E é aí que, mais uma vez, entra o fator Mandetta, único integrante do primeiro escalão nacional cujo valor do passe político aumentou exponencialmente desde que o coronavírus chegou por aqui. O ex-ministro tende a se transformar em um comentarista e avaliador permanente das ações do governo e de seu sucessor, Nelson Teich, escolhido por Bolsonaro. A qualquer sinal de agravamento da situação, poderá confortavelmente dizer que a estratégia de combate à epidemia não funcionou porque seu trabalho foi interrompido e, antes ainda, era sabotado pelo presidente. O tilintar das panelas ecoado com vigor em diferentes cidades do país tão logo foi anunciada a sua demissão é um sinal. “O Moro que se cuide, temos um novo herói nacional”, comemorou um expoente do DEM.
O líder do DEM na Câmara, deputado Efraim Filho, evita falar em eleições, mas reconhece que a ascensão fulminante de Mandetta e o papel estratégico de Maia e Alcolumbre conferem musculatura ao partido até mesmo para as eleições municipais deste ano.

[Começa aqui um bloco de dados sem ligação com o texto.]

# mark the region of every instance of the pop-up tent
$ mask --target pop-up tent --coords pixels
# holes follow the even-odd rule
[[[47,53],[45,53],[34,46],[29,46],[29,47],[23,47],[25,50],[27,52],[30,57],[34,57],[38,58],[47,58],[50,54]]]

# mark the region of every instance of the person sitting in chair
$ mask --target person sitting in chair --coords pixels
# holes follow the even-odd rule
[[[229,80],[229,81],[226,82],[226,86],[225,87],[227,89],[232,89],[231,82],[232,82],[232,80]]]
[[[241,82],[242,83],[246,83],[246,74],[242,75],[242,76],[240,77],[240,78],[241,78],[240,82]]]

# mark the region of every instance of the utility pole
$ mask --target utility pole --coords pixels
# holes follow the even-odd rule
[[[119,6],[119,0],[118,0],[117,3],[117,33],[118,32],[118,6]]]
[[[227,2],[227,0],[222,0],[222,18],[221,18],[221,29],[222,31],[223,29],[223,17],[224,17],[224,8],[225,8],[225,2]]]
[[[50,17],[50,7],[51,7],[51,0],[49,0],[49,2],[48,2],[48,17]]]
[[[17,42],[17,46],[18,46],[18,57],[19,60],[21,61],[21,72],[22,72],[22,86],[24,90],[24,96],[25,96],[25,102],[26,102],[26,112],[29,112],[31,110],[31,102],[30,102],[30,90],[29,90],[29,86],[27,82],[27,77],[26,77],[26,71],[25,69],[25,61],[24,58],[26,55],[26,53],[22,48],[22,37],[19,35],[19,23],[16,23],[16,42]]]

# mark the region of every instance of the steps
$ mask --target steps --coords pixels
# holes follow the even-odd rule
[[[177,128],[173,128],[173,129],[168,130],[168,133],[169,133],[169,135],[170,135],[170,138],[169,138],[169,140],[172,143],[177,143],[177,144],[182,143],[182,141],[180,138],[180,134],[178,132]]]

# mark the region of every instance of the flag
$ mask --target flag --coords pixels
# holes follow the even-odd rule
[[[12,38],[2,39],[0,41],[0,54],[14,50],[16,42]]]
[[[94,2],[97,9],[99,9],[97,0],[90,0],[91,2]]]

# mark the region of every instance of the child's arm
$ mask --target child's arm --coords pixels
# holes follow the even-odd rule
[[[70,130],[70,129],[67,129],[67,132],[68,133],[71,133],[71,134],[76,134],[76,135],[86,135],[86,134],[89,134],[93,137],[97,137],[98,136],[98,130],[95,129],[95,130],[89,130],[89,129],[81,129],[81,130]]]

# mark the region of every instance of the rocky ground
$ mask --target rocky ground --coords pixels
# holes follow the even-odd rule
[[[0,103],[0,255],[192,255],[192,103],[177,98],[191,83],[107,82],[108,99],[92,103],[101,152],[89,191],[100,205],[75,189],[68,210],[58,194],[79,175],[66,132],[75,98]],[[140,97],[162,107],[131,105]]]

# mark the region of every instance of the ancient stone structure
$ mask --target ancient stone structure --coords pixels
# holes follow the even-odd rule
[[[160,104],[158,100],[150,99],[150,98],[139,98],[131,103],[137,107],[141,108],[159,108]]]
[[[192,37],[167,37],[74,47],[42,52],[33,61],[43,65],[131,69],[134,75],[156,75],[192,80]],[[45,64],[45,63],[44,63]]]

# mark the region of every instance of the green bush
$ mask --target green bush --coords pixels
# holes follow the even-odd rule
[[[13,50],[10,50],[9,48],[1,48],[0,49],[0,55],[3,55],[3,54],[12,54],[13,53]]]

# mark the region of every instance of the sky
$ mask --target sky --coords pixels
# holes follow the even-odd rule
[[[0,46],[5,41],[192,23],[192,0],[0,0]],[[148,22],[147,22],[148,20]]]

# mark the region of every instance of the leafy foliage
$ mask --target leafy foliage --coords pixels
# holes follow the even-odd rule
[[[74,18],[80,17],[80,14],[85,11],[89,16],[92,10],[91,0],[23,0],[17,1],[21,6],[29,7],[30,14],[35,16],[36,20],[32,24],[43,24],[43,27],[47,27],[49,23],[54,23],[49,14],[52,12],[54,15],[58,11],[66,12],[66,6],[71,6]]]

A sigla comanda hoje as prefeituras de três capitais: Salvador, Florianópolis e Curitiba, e projeta um crescimento expressivo no Centro-Sul, no Norte e no Nordeste. “Vamos sair mais fortes da eleição municipal e, com isso, ganhar envergadura para 2022. Chegaremos à eleição presidencial com condições de nos sentarmos à mesa e participar das tomadas de decisão”, diz o deputado.

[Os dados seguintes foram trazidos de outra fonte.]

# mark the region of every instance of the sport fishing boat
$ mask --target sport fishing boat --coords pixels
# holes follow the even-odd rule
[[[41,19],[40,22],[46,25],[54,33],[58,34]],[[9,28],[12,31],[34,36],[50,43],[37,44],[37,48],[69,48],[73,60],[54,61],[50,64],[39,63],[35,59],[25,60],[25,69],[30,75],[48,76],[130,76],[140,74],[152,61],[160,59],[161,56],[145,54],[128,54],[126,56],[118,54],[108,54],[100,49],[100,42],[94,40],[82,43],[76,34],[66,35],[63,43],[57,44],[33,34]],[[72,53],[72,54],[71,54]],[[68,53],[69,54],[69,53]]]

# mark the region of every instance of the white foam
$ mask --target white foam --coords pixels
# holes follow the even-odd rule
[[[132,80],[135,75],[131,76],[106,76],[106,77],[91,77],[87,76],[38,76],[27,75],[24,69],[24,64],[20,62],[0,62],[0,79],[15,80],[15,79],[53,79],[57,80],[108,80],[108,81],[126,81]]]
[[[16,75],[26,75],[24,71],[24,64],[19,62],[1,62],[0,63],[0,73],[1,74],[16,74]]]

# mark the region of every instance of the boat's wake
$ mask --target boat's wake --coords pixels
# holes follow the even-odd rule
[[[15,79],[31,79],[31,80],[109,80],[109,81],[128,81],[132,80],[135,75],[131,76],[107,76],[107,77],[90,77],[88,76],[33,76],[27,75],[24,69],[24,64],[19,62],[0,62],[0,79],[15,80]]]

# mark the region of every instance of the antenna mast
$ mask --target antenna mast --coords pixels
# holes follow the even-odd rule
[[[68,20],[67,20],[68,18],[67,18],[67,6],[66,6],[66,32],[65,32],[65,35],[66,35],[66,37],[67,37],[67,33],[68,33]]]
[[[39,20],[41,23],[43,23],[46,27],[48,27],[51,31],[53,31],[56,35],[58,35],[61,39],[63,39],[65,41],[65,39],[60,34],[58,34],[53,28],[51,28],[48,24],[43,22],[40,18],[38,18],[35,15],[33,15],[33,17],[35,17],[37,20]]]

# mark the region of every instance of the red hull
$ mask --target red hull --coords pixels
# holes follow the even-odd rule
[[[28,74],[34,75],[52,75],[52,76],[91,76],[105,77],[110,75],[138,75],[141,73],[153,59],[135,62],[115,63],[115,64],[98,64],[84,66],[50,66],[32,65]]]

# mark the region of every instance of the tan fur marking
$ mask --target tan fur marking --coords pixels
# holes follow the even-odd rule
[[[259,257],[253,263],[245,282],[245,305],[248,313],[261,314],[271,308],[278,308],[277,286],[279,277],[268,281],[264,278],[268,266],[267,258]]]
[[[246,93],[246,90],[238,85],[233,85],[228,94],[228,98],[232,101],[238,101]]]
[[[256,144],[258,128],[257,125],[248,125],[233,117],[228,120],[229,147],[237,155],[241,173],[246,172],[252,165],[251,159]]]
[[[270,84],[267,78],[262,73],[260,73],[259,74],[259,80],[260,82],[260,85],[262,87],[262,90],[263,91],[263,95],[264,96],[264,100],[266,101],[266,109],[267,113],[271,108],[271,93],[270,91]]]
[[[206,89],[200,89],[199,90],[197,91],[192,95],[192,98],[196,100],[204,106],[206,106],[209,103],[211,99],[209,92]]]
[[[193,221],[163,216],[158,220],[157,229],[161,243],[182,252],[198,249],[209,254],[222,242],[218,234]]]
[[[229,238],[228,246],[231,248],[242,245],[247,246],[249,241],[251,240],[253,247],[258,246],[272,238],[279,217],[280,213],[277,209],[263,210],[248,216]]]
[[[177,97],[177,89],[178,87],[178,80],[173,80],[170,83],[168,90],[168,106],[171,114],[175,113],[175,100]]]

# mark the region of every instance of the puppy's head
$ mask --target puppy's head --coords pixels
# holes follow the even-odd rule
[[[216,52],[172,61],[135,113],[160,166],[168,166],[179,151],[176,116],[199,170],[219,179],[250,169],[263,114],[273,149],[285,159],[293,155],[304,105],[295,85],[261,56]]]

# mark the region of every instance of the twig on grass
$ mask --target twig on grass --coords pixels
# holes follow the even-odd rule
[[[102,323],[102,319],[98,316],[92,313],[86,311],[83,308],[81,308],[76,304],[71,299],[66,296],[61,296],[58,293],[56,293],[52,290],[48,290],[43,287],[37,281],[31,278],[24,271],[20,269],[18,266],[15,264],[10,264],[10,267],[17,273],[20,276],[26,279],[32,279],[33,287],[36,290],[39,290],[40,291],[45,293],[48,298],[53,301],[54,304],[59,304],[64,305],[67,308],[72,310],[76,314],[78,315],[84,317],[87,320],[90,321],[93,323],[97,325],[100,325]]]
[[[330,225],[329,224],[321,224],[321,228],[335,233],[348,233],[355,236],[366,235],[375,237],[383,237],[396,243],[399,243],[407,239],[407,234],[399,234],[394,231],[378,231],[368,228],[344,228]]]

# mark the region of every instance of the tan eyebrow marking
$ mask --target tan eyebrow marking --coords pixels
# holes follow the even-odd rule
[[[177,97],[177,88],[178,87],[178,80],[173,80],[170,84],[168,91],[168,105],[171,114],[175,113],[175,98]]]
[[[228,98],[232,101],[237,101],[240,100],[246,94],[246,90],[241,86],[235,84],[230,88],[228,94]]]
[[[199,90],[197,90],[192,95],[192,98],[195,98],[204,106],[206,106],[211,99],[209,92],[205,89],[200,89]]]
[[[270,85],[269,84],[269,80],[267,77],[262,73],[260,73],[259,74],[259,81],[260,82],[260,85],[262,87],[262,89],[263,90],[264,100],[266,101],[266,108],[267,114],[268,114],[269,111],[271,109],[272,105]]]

A ousadia de Mandetta, para além da posição confortável que a condução da crise em consonância com os líderes mundiais lhe assegurava, guarda relação também com as costas quentes que o comando partidário sempre lhe proporcionou. Por mais que ele se tenha se esforçado para tentar despolitizar suas ações, são fartos os sinais da estratégia de imposição. Foi no sábado, 10, por exemplo, após uma longa conversa com o governador de Goiás, Ronaldo Caiado, que Mandetta decidiu dar a entrevista ao Fantástico, da Rede Globo, no domingo, 12, direto do Palácio das Esmeraldas, sede do governo local. Até recentemente, Caiado era o governador mais alinhado com o presidente da República. Hoje, reza na mesma cartilha da maioria do partido que optou por se afastar de Bolsonaro – umas das exceções é o ministro da Cidadania, Onyx Lorenzoni, bolsonarista de carteirinha. O prefeito de Salvador e presidente nacional da legenda, ACM Neto, por exemplo, não poupa críticas ao chefe do Planalto. Na época da indicação de Eduardo Bolsonaro, o filho 03, para a embaixada de Washington, em julho, o baiano classificou o episódio como “lamentável”. Os adjetivos usados por ACM Neto para classificar os atos de Bolsonaro ficaram ainda mais carregados de lá para cá.
Se democratas com mandato no Executivo desistiram de dar suporte ao governo, é no Congresso que estão as vozes do DEM mais críticas ao presidente – e as peças do partido com potencial de causar sérios embaraços a seu governo. Maia e Alcolumbre cercam o capitão numa espécie de guerra psicológica. Tentam impingir à relação institucional um ar de independência, mas as tensões entre a cúpula do Legislativo e o Palácio do Planalto são inegáveis e crescentes. Rodrigo Maia foi um dos expoentes do DEM que aplaudiu de pé a iniciativa de Mandetta de confrontar o presidente, o que acabou culminando com sua demissão. O presidente da Câmara, nos últimos meses, não perde uma oportunidade sequer de fustigar Bolsonaro. Nos últimos dias, Maia tem estado mais irascível. O que o levou aos nervos à flor da pele foi a atitude de Bolsonaro de prescindir da sua interlocução para receber, individualmente, os líderes do Centrão em audiência no Palácio do Planalto.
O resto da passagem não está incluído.